Относительно их отъезда мы даже не сомневались: ей надо ехать с ним; не могут же родители, думали мы, находиться врозь, она ведь ему жена. А если нам придется жить одним, это не так ужасно, не так пагубно отразится на семье, чем если мать из-за нас останется на Рувини-Гарденс. И, объясняли они, нельзя взять и бросить школы, в которые нас с таким трудом приняли. Перед отъездом мы скомканно обняли отца, Мотылек на те выходные тактично исчез.
Так началась у нас новая жизнь. Тогда мне не слишком в это верилось. Я так до сих пор и не понял, искорежил тот период мою жизнь или придал ей импульс. Шаблоны и узы семейного уклада порушились, поселив во мне сомнения – словно в расплату за то, что я слишком быстро исчерпал свои свободы. Теперь, однако, я повзрослел и готов говорить – говорить о том, как мы росли под защитой чужих людей. Очищая зерна истины от плевел, буду рассказывать о родителях, о нас с Рэчел, о Мотыльке и о многих других людях, которые появились потом. В историях такого рода, наверное, есть устоявшиеся традиции и приемы. Дан кто-то, кому предстоит пройти испытание. На чьей стороне добро – непонятно. Каждый не тот и не там, чем и где кажется. А один из героев за всем этим исподтишка наблюдает. Помню, матери нравилось, что королевским рыцарям в легендах про Артура дают такие противоречивые задания; рассказывая эти истории, она иногда переносила их действие в конкретную деревушку на Балканах или в Италии – показывала ее на карте и заявляла, что тоже в ней бывала.

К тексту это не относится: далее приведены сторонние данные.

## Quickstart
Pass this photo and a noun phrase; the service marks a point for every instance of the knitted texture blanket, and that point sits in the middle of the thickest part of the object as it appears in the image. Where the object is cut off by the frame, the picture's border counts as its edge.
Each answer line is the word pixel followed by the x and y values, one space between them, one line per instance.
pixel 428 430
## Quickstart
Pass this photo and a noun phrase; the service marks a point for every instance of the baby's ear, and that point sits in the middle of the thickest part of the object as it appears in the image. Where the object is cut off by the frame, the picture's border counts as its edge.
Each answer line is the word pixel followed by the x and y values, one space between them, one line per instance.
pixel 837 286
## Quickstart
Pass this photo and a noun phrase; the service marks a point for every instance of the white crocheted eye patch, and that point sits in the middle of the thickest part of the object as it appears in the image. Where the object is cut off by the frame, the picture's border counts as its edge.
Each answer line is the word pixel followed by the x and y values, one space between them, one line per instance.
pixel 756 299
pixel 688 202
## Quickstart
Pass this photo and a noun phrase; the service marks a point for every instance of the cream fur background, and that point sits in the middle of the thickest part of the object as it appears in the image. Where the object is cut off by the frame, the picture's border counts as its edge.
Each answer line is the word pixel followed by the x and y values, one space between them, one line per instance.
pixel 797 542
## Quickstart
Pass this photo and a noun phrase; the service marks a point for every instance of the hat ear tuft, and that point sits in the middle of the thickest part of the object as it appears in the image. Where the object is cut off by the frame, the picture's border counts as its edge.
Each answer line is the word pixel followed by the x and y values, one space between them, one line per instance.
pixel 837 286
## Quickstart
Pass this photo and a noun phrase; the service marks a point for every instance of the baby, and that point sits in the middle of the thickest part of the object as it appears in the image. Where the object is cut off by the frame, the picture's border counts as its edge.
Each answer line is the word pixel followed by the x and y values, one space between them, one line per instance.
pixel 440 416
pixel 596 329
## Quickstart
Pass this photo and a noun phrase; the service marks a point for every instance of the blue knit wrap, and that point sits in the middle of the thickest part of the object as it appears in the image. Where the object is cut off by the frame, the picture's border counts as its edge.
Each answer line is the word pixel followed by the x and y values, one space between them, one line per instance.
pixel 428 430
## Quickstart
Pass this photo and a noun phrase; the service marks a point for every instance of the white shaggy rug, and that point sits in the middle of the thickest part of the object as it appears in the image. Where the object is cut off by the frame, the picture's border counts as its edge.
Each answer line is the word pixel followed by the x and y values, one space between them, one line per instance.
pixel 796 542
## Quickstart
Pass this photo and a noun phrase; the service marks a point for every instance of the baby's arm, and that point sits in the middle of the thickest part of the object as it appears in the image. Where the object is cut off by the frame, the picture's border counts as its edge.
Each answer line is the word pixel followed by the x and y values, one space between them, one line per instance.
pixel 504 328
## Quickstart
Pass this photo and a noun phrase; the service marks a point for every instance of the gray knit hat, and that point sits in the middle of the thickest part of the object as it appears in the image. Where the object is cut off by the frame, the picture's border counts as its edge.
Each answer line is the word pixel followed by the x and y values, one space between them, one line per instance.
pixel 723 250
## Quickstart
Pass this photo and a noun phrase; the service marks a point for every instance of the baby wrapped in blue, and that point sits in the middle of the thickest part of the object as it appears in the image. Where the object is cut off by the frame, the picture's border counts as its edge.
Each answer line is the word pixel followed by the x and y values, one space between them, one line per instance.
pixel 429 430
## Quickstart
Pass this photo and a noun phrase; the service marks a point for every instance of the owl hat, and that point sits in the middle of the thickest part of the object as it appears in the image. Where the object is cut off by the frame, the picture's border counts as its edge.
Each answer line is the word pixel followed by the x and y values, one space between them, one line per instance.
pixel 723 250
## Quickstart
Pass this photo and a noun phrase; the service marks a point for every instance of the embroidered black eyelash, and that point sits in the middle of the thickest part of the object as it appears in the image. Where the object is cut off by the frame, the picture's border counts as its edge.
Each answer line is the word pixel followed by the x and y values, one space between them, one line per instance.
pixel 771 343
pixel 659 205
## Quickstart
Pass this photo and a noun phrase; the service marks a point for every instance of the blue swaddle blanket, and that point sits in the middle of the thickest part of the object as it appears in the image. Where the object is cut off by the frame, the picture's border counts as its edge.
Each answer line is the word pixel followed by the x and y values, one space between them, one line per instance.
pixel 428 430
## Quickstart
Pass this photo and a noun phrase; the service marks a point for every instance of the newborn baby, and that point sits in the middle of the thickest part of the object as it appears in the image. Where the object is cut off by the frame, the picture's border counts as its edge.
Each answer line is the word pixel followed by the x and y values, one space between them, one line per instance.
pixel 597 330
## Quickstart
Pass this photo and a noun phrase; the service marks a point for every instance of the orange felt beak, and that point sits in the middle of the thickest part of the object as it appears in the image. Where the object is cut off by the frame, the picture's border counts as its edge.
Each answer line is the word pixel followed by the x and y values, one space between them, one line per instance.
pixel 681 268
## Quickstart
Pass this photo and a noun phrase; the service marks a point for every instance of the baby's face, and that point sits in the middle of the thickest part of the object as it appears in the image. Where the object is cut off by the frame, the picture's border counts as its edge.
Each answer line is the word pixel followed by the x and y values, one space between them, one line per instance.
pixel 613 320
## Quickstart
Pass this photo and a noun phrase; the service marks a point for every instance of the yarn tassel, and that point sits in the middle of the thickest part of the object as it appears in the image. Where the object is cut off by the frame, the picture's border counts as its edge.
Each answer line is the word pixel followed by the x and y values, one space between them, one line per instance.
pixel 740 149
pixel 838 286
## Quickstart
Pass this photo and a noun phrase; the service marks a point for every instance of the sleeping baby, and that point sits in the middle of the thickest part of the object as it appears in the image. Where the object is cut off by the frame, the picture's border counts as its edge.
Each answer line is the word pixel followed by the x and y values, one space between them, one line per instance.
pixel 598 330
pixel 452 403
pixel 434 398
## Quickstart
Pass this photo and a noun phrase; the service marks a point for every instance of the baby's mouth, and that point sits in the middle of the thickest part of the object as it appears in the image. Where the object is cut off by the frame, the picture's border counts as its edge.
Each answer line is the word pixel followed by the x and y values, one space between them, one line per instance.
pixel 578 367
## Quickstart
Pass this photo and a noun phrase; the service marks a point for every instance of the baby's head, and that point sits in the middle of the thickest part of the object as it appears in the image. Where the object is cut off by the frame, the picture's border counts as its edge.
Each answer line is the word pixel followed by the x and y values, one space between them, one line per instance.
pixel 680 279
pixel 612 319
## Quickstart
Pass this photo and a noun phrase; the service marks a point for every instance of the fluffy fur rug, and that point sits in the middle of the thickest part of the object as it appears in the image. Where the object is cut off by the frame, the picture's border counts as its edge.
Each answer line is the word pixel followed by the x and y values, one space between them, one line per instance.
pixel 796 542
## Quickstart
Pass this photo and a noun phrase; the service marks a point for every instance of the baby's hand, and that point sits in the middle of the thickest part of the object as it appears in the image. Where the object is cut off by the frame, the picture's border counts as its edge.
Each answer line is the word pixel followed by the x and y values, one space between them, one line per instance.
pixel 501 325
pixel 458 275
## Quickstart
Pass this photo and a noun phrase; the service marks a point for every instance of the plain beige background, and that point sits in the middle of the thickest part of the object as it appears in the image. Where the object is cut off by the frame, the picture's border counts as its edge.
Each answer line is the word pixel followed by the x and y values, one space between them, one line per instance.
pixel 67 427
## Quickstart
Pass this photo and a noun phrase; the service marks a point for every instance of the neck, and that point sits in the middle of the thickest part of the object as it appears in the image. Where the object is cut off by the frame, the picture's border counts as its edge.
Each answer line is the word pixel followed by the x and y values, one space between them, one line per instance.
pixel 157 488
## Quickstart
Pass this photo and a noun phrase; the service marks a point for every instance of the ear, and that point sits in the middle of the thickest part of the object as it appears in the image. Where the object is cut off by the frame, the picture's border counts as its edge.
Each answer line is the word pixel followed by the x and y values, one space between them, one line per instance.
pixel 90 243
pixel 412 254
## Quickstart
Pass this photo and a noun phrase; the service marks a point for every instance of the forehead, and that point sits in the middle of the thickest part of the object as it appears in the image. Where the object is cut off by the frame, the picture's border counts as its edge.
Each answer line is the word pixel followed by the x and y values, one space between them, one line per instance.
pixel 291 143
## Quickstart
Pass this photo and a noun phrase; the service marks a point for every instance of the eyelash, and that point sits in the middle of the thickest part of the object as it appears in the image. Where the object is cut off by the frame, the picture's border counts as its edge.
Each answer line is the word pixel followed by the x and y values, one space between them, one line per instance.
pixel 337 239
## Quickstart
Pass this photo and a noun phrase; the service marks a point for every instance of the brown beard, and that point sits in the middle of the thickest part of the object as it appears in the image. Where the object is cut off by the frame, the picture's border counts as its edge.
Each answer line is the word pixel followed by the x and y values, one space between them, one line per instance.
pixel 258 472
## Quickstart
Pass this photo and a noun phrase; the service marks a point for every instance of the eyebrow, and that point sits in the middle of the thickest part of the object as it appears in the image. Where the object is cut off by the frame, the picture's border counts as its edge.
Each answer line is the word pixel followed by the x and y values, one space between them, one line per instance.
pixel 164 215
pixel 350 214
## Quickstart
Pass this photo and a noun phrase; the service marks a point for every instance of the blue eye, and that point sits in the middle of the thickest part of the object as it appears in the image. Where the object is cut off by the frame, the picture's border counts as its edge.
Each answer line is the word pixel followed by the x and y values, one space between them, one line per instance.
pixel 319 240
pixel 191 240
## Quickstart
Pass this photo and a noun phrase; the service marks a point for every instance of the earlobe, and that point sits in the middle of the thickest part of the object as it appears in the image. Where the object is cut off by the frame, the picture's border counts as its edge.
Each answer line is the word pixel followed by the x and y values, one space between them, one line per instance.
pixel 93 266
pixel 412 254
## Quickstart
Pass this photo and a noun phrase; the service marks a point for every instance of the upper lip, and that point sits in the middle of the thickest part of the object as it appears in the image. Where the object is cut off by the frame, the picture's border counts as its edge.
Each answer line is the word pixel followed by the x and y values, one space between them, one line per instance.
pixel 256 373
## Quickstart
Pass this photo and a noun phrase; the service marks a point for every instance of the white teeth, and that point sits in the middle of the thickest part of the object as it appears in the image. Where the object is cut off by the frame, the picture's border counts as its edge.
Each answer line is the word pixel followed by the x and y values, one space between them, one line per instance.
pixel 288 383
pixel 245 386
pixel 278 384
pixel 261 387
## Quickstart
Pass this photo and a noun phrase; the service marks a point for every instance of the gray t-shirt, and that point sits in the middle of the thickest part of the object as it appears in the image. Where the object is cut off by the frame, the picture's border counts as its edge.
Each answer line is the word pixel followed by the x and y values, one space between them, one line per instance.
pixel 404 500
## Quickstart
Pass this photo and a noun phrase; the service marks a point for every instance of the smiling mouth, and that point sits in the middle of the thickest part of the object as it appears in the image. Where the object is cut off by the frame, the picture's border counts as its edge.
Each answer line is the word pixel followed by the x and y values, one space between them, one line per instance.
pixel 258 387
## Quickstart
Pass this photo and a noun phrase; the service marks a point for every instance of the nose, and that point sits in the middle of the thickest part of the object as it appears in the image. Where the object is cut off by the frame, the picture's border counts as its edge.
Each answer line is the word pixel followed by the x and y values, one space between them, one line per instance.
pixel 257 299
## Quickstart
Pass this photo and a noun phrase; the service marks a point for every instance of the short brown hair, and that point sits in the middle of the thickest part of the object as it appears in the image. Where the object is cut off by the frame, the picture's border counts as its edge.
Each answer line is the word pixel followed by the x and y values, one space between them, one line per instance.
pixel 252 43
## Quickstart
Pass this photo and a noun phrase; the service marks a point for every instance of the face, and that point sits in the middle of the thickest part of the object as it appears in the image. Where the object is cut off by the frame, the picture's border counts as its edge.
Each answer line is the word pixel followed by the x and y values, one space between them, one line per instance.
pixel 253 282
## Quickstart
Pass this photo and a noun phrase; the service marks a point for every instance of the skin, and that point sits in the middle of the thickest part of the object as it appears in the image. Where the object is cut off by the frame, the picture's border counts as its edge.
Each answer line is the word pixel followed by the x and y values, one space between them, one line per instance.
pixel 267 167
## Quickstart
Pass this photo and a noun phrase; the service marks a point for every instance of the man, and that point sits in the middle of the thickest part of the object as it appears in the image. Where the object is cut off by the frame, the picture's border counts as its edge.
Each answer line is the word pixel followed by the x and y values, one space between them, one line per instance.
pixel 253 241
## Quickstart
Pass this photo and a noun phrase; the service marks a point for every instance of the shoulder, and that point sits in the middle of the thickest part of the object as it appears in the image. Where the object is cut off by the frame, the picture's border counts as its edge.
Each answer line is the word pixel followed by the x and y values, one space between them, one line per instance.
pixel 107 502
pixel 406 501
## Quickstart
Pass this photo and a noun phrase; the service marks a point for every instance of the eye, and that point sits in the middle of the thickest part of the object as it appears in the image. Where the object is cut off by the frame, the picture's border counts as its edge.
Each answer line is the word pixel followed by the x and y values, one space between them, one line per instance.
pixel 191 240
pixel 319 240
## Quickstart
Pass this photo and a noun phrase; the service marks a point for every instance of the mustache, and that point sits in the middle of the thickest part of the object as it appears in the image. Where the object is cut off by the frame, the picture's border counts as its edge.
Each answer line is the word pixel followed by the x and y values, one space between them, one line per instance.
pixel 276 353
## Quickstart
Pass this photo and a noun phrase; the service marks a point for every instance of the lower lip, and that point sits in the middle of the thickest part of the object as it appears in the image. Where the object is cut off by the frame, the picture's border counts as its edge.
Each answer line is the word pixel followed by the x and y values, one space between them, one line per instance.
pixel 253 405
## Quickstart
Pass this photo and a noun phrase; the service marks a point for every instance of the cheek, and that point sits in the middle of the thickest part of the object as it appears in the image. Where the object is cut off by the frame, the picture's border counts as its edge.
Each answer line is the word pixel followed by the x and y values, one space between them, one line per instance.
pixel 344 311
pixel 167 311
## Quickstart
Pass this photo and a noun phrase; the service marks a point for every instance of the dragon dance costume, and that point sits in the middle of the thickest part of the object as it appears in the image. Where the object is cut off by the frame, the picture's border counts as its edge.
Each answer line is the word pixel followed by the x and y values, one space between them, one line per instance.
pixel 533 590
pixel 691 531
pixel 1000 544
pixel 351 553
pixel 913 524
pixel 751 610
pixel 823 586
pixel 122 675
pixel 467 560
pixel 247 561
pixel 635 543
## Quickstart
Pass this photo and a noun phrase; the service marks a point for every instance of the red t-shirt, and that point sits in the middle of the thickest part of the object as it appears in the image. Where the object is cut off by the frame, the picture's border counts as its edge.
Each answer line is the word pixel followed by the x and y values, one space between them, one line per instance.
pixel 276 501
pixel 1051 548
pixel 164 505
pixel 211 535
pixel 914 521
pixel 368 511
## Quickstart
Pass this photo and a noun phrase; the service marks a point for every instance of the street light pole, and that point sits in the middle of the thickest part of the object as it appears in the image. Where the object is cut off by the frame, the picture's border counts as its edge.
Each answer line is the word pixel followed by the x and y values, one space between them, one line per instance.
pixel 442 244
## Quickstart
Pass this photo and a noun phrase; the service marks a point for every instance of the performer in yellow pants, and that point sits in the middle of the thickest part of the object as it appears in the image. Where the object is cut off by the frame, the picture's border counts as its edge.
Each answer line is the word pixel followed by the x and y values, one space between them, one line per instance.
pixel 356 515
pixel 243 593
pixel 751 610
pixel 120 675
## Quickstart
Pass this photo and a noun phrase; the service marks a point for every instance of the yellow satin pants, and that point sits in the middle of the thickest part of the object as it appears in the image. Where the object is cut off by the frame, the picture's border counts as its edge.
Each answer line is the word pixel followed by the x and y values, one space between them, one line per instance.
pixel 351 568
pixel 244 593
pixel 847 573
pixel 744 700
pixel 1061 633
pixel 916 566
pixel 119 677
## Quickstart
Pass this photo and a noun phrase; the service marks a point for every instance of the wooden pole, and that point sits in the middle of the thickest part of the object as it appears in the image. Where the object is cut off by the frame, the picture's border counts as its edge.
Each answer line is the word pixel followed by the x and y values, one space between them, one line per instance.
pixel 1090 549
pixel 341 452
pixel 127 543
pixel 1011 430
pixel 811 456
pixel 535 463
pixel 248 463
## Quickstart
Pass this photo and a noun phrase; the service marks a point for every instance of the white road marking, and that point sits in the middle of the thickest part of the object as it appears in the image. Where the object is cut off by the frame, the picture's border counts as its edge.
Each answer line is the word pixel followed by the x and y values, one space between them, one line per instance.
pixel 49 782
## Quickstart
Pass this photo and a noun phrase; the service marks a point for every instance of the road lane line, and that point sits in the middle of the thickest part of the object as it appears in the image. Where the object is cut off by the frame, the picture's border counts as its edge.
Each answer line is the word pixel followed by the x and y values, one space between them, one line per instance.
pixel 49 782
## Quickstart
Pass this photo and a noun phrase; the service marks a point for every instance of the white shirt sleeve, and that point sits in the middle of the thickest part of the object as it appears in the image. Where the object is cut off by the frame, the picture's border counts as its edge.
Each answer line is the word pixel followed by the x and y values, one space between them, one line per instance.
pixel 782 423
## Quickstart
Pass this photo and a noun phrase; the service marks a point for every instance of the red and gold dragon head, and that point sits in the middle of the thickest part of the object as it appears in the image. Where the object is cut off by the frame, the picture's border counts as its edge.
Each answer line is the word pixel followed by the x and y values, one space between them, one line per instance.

С отъездом отца мать стала проводить с нами больше времени. Родительские разговоры, которые мы имели привычку подслушивать, всегда касались взрослых тем. А теперь мать рассказывала нам о себе, о своем детстве в суффолкской глубинке. Особенно нам нравилась история о «семье на крыше». Наши бабушка и дедушка из Суффолка проживали в местности под названием Сентс, где были тишь и покой, только плескалась река да порой из соседней деревни доносился колокольный звон. Но однажды у них на крыше целый месяц жила семья; они разбрасывали вещи и так громко перекрикивались, что звук через потолок проникал в дом. Семья – это бородач и трое его сыновей. Самый младший был тихоня и в основном таскал наверх по приставной лестнице бадьи с водой. Но куда бы мать ни шла – собрать яйца в курятнике или уехать на машине, – он всегда провожал ее взглядом. Бородач и его сыновья были кровельщиками, перекрывали крышу, трудились дни напролет. На время обеда убирали лестницы и уходили. Но однажды мощный порыв ветра сшиб младшего мальчика, тот потерял равновесие и рухнул с крыши, пробив крону липы и упав на плиты возле кухни. Братья внесли его в дом. У мальчика, его звали Марш, было сломано бедро. Пришел доктор, заковал ногу в гипс и велел не трогаться с места. Так он и лежал в буфетной при кухне, пока на крыше шли работы. Матери – ей тогда было восемь – поручили приносить больному еду. Заодно она приносила книги, но Марш был застенчив и едва осмеливался с ней заговорить. Эти две недели, говорила она, наверное, показались ему целой жизнью. В конце концов, доделав работу, семья забрала мальчика, и они уехали.